Let's assume that in G" we managed to find a synchronizing coloring. It can now be used in G instead of the coloring with which we started: any edge p-->q will receive a new color according to the new color of the edge P-->Q. A little more precisely, we should say so: at each vertex P of the graph G" a new coloring is given by some permutation of all colors π P: the edge that was painted with color α gets a new color π P (α). Then in the original graph G, at each vertex p from the stability class P, we apply the same permutation π P to recolor its edges. The new coloring of the graph G generally defines some new concepts of "friendship", "enmity" and "stability" that are not identical to the original ones. But nevertheless, if two vertices p, q were stable friends in the old coloring - belonged to the same class P - then they will remain stable friends in the new one. This is because any sequence w that brings p,q to one vertex can be "transferred" from the old coloring to the new one, or vice versa, using the permutation π P at each vertex of p along the road. Since p,q are stable in the old coloring and remain so "all the way", each intermediate pair of vertices p n , q n on the way from p,q to the common vertex will be stable, i.e. lie inside the same vertex P n and therefore receive the same permutation π P n .

The new coloring is synchronizing for G", i.e. some sequence w brings all the vertices to one vertex P. If we now apply w to the new coloring in G, then all the vertices converge somewhere "inside P". As indicated above, all vertices within the class P remain stable in the new coloring, which means that we can now continue w, bringing together the remaining pairs of vertices that are still separate, over and over again, until everything converges into one vertex G. Thus, the new coloring is synchronizing for G.

From all this it follows that in order to prove the theorem, it is enough to prove that in any graph that meets the conditions, there is a coloring in which there is a pair of stable friends . Because then it is possible to go from the graph G to the graph G" smaller in size, and it also meets all the conditions. Using the inductive argument, we can assume that for graphs of smaller size the problem has already been solved, and then the synchronizing coloring for G" will also be synchronizing for G .

Cliques and maximal sets

For any subset A of the vertices of the graph and the word w, Aw denotes the set of vertices that we will arrive at, starting from all the vertices of A and following the word w. If we start from all the vertices of the graph in general, then we denote this by Gw. In this notation, synchronizing coloring means that there is a w such that Gw is a set of one element.

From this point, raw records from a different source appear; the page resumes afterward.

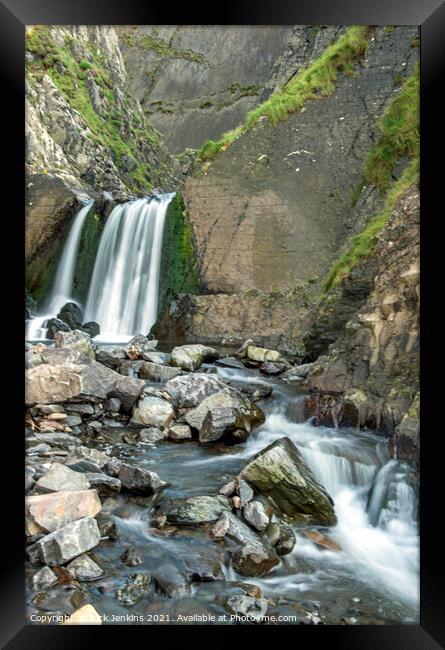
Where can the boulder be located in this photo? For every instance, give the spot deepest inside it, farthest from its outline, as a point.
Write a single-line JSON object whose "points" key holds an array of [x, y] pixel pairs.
{"points": [[152, 411], [191, 357], [83, 568], [190, 390], [139, 480], [43, 578], [49, 512], [76, 340], [127, 390], [157, 372], [179, 432], [262, 354], [66, 543], [61, 478], [86, 615], [251, 555], [255, 514], [280, 472], [71, 315], [197, 510]]}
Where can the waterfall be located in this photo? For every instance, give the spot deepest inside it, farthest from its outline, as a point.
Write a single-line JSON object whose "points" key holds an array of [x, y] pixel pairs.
{"points": [[63, 280], [123, 294]]}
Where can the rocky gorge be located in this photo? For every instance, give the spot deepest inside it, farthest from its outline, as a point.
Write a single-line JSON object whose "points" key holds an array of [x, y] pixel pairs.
{"points": [[222, 304]]}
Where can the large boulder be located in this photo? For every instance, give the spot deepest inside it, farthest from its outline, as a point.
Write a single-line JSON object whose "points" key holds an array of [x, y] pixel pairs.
{"points": [[280, 473], [158, 372], [152, 411], [191, 357], [76, 340], [224, 412], [60, 478], [46, 513], [198, 510], [189, 390], [66, 543]]}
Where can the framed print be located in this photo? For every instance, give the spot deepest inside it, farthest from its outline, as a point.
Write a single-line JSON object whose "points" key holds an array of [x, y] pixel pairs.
{"points": [[223, 252]]}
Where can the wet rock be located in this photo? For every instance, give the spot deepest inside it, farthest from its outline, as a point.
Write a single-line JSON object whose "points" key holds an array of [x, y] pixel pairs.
{"points": [[197, 510], [262, 354], [156, 372], [190, 390], [191, 357], [127, 390], [66, 543], [49, 512], [131, 557], [229, 362], [152, 435], [71, 315], [153, 411], [86, 615], [280, 473], [43, 579], [245, 414], [139, 480], [179, 432], [77, 341], [321, 540], [240, 605], [110, 358], [269, 368], [287, 540], [113, 404], [255, 515], [83, 568], [138, 585], [61, 478], [251, 556], [107, 486]]}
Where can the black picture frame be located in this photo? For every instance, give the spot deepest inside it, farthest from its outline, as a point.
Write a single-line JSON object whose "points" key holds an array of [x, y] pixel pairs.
{"points": [[430, 16]]}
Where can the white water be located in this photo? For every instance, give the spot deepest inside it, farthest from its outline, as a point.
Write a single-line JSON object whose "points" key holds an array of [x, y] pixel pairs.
{"points": [[123, 294], [63, 280]]}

If the vertex set A has the form Gw for some w, and in addition any two vertices in A are enemies, i.e. never converge, let's call A clique. Cliques exist because we can always start with an integer G, take a pair of friend vertices, traverse the w that connects them, and decrease the number of vertices by one; continue like this until there are only enemies left or only one vertex remains - also in this case a clique, just trivial.

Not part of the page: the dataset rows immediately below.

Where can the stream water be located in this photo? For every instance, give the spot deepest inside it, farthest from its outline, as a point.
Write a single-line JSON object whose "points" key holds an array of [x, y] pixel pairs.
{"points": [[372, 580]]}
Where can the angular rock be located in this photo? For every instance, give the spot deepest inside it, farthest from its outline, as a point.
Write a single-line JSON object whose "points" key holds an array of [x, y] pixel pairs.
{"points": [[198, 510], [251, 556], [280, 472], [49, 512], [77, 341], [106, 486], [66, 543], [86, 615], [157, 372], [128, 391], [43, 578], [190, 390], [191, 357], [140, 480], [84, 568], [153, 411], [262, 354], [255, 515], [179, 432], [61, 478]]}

If A is a clique, then for any word w Aw is also a clique; this is clear because enemies remain enemies. If x is any vertex of the graph, then there is a clique containing x. This follows from the fact that there is some clique A (see the previous paragraph); if p is a vertex in it, then there is a word w leading from p to x, because connected graph; then Aw is a clique including x.

Clicks will help us to prove that there is a coloring with stable friends - according to the previous section, this is enough to prove the theorem. Throughout this section, we will prove that if there are two cliques A and B, so that all vertices in them are common, except for one in A and one in B, then these two vertices are stable friends. Thus, the problem reduces to finding a coloring that contains such cliques A and B.

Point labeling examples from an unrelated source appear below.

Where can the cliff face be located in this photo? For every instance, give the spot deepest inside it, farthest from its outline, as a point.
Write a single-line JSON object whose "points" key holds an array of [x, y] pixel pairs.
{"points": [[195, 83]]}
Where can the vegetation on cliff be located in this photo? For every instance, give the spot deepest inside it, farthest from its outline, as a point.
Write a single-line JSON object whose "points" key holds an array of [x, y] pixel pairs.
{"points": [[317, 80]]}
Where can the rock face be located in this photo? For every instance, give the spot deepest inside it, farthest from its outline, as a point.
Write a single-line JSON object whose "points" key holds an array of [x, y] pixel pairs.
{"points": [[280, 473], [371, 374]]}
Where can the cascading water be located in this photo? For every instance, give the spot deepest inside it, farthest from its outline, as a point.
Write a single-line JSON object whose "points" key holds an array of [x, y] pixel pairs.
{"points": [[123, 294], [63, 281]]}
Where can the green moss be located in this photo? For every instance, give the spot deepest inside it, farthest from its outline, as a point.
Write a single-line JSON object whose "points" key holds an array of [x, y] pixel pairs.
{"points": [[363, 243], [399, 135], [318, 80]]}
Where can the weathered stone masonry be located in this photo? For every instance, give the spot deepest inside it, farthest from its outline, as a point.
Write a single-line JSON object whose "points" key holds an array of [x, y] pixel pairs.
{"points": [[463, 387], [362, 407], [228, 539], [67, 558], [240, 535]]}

In order to better understand how cliques work, it is useful to assign weights to vertices in a graph. Let us show that we have a way to assign a positive weight w(x) to each vertex x, so that if for any vertex x sum the weights of all vertices that have edges in x, then we get d*w(x), where d is the number of edges from each vertex. This follows from linear algebra, and if you don't know what an eigenvalue is, skip the rest of this paragraph and take the existence of such w(x) on faith. If M is the matrix of the graph G (cell (i,j) is 1 if there is an edge i-->j, and 0 if there is no such edge), then w(x), as I described them, are elements of the eigenvector left this matrix for the eigenvalue d. We know that such a vector exists because d is an eigenvalue: it has a trivial eigenvector on right(1,1,....1) - this immediately follows from the fact that exactly d edges come out of each vertex.

If A is any set of vertices, then w(A) denotes the sum of the weights of all vertices in A; and w(G) is the sum of the weights of all vertices in the graph. In addition, if s is any word, then let As -1 denote the set of vertices that you come to from A if you go "in the opposite direction" along s, at each step replacing each vertex with those vertices (if any) that go to it in the appropriate color.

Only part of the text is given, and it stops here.